The economic picture was further brightened by other data on Tuesday showing an acceleration in factory and services industry growth in some areas of the country. Housing, however, continues to plod along, with home price gains decelerating sharply in July.
“The rest of the economy continues to deliver the goods, but the housing market is still not performing as everybody thought it would and that’s going to take some time,” said Eugenio Aleman, a senior economist at Wells Fargo Securities in Charlotte.
Financial data firm Markit said its preliminary or “flash” factory purchasing managers index came in at 57.9, unchanged from August when it touched its highest level since April 2010.
Any reading above 50 signals expansion in manufacturing, which accounts for about 12 per cent of US economic activity.
Factory jobs rose for a second straight month, Markit said, with a gauge of labour market conditions touching its highest level since March 2012. A measure of new orders held steady above the 60 level for the third time in the past four months, indicating persistent demand for manufactured goods.
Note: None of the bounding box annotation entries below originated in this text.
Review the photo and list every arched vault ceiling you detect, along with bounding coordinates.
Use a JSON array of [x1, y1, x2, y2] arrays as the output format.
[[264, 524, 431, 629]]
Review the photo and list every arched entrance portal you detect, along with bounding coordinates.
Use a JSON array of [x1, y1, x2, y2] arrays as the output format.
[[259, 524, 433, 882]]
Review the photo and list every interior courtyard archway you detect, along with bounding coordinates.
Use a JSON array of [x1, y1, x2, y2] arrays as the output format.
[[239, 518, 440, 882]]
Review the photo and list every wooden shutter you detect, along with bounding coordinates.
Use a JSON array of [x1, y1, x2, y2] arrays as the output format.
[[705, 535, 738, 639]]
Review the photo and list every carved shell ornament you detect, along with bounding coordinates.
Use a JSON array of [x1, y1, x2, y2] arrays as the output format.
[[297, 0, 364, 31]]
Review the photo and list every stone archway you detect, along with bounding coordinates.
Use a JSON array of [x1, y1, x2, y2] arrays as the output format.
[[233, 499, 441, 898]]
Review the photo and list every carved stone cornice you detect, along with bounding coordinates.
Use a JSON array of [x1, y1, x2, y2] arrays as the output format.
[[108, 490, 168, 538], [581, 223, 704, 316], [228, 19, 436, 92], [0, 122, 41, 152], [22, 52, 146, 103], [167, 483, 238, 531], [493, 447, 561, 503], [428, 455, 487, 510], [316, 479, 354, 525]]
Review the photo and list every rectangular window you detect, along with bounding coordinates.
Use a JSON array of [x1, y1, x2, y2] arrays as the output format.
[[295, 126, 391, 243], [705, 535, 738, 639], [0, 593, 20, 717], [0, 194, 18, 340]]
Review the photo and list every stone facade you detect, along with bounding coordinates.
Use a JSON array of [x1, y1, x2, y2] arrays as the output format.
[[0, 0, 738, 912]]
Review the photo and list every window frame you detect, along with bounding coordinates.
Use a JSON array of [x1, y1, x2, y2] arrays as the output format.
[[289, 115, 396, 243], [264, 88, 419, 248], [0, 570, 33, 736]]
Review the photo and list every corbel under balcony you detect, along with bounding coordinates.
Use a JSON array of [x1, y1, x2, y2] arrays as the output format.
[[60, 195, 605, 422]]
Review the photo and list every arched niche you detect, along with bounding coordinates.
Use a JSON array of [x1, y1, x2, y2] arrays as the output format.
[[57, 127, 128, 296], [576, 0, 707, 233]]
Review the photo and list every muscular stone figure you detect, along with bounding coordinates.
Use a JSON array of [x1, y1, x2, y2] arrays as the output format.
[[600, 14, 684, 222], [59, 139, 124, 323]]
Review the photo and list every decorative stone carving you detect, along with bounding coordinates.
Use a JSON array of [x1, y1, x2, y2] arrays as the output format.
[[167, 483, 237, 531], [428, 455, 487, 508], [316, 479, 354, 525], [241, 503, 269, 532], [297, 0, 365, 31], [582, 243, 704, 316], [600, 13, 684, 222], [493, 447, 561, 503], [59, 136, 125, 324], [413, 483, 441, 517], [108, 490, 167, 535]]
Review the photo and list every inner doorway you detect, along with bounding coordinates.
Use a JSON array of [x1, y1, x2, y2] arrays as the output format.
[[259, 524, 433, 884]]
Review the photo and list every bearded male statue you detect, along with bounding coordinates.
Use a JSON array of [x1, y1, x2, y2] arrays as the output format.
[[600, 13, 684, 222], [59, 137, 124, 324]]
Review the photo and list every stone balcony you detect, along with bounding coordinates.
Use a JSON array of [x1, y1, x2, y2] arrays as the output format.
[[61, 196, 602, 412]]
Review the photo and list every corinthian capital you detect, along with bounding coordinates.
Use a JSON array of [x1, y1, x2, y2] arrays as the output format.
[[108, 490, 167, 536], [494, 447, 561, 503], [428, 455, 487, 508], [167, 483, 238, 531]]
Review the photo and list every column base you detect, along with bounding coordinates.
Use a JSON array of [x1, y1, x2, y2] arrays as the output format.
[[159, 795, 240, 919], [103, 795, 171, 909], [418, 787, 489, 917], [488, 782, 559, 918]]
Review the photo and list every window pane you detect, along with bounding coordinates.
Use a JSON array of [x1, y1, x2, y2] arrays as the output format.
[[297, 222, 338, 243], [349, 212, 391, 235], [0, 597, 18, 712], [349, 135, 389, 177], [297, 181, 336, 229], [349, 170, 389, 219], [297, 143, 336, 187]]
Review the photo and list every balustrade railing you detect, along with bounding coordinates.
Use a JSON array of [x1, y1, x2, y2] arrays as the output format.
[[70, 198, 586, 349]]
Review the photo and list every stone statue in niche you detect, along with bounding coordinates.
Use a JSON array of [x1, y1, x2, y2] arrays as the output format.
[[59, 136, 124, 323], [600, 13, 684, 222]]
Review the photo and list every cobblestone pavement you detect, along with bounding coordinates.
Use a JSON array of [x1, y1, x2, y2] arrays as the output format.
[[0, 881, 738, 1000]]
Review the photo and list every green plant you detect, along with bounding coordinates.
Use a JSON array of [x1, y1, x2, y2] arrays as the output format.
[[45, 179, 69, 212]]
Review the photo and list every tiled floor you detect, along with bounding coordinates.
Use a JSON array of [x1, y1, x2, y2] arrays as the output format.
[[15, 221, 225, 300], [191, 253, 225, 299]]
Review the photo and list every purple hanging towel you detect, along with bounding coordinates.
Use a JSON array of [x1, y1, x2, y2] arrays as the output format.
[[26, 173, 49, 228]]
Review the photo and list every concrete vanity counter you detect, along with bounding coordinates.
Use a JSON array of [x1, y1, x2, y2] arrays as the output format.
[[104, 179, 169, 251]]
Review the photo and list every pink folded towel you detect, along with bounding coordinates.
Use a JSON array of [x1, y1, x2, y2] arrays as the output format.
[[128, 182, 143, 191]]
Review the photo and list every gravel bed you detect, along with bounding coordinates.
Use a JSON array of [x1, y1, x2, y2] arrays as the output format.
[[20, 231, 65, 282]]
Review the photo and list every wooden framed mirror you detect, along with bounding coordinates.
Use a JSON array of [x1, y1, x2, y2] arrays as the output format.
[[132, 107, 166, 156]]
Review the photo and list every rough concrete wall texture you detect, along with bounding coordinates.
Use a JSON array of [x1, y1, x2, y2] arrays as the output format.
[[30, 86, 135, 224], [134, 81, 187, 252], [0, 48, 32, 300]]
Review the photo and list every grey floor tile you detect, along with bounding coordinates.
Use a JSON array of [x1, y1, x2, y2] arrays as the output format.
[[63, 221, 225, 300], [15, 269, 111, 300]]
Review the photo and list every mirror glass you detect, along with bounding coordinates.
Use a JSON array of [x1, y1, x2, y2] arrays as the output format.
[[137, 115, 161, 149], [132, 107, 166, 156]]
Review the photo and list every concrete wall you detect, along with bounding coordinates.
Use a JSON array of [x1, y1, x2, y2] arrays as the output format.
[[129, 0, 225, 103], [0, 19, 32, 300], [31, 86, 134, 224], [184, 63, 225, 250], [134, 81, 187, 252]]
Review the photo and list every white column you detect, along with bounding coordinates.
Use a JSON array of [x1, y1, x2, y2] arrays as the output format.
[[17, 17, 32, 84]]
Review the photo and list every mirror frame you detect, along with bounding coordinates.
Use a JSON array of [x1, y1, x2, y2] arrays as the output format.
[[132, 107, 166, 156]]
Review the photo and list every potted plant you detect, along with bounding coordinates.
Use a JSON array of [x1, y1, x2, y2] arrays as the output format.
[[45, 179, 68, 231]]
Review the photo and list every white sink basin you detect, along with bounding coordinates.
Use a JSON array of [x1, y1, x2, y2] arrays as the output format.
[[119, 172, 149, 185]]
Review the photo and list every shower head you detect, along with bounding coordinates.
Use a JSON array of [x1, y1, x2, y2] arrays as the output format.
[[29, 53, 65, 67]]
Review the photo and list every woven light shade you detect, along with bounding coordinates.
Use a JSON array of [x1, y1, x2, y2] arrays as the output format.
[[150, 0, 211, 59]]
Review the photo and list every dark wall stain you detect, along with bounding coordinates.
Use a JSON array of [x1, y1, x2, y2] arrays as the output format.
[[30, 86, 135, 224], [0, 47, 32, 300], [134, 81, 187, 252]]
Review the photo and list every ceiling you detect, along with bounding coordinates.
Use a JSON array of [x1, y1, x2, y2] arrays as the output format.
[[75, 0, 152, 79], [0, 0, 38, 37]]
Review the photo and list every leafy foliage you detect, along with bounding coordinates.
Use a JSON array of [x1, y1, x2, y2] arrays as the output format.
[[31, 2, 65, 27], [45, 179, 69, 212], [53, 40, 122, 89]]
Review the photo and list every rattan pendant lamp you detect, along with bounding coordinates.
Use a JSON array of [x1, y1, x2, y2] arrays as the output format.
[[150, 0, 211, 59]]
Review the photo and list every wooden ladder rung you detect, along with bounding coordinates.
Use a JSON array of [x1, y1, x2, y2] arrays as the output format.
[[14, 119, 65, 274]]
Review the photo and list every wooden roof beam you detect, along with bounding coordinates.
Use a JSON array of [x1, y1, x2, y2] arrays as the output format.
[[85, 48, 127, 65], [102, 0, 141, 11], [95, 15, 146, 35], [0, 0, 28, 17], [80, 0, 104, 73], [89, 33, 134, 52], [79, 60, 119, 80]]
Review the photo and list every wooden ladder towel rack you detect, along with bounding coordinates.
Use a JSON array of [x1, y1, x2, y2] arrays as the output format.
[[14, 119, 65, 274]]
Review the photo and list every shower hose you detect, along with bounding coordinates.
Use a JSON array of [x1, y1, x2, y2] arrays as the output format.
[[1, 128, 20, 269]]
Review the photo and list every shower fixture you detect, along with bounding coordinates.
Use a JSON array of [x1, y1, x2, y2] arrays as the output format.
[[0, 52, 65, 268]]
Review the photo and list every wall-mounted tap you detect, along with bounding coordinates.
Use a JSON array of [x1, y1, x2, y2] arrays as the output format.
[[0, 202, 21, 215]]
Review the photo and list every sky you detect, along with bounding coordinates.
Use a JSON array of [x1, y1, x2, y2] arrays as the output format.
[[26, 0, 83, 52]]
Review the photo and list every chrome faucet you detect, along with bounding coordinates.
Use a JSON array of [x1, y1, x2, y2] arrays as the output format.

Manufacturing activity in the third quarter was the strongest since Markit started tracking it in mid-2007.
Separately, the Federal Reserve Bank of Richmond said its regional manufacturing index increased this month, with factories citing a rise in new orders and shipments.
Firms in the region, which stretches along the Eastern seaboard from South Carolina to Maryland, also hired more employees and increased the average workweek, but there was some moderation in wage growth.
“The healthy performance of manufacturing is not surprising … and reflects the pick-up in broader economic activity, a trend that has emerged since the beginning of the second quarter,” said Anthony Karydakis, chief economic strategist at Miller Tabak in New York.
Karydakis, however, cautioned that sluggish growth in the eurozone and some key emerging markets could limit the sector’s export-oriented growth over the next few quarters.
Data on Tuesday showed eurozone business activity in September was the weakest this year, while factory activity in China picked up only slightly.
In contrast, the US economy is poised for a brisk expansion in the third quarter, with estimates ranging as high as a 3.5 per cent annual pace. The economy grew at a 4.2 per cent rate in the second quarter.
“We expect GDP to grow at an annualised rate of at least 3 per cent and as much as 4 per cent, depending to a large extent on how the vast services economy fared in September,” said Chris Williamson, chief economist at Markit in London.
The services sector appears to have gotten off to a strong start in September. The Federal Reserve Bank of Philadelphia said its new general activity index for non-manufacturing firms in the mid-Atlantic region jumped sharply.
The surge in activity reflected increases in new orders, sales and full-time hiring. Service sector employees also worked longer hours, while firms increased their capital spending.